Bluestein's FFT is the FFT of any sequence length. Even if the sequence length is a big prime number, the order of complexity is O(N log N).
#include "otfft/otfft.h"
using OTFFT::complex_t;
using OTFFT::simd_malloc;
using OTFFT::simd_free;
void f(int N)
{
complex_t* x = (complex_t*) simd_malloc(N*sizeof(complex_t));
// do something
OTFFT::Bluestein bst(N);
bst.fwd(x); // execution of Bluestein's FFT. x is input and output
// do something
simd_free(x);
}
There are member functions, such as the following.

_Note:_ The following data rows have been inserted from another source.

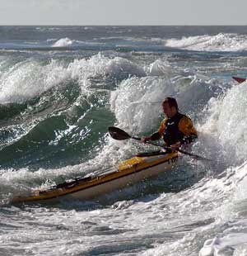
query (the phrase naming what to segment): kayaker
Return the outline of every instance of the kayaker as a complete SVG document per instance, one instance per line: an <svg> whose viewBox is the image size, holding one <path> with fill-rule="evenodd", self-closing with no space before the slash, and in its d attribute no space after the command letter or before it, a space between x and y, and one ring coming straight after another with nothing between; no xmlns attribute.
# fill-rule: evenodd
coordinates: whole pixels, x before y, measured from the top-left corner
<svg viewBox="0 0 247 256"><path fill-rule="evenodd" d="M162 108L166 118L161 121L157 132L142 137L142 142L163 137L165 144L175 151L182 145L190 144L198 138L191 119L179 112L178 103L174 97L166 97L162 102Z"/></svg>

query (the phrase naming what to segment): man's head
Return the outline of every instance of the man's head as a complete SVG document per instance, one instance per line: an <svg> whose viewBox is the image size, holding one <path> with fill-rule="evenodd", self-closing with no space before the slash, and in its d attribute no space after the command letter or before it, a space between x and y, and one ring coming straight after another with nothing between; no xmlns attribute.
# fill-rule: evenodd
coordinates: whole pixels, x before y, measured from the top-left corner
<svg viewBox="0 0 247 256"><path fill-rule="evenodd" d="M177 101L174 97L167 97L162 102L163 112L167 118L173 117L179 110Z"/></svg>

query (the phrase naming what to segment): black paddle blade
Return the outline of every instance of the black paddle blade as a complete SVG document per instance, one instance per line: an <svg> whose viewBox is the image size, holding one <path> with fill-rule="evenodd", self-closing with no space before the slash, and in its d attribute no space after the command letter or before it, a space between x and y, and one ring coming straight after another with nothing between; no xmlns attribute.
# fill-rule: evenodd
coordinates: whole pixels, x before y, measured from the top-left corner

fwd(x) -- DFT(with 1/N normalization) x:input/output
fwd0(x) -- DFT(non normalization) x:input/output
fwdu(x) -- DFT(unitary transformation) x:input/output
fwdn(x) -- DFT(with 1/N normalization) x:input/output
inv(x) -- IDFT(non normalization) x:input/output
inv0(x) -- IDFT(non normalization) x:input/output
invu(x) -- IDFT(unitary transformation) x:input/output
invn(x) -- IDFT(with 1/N normalization) x:input/output
To use in a multi-threaded environment, we need to create objects of the same number as the number of threads.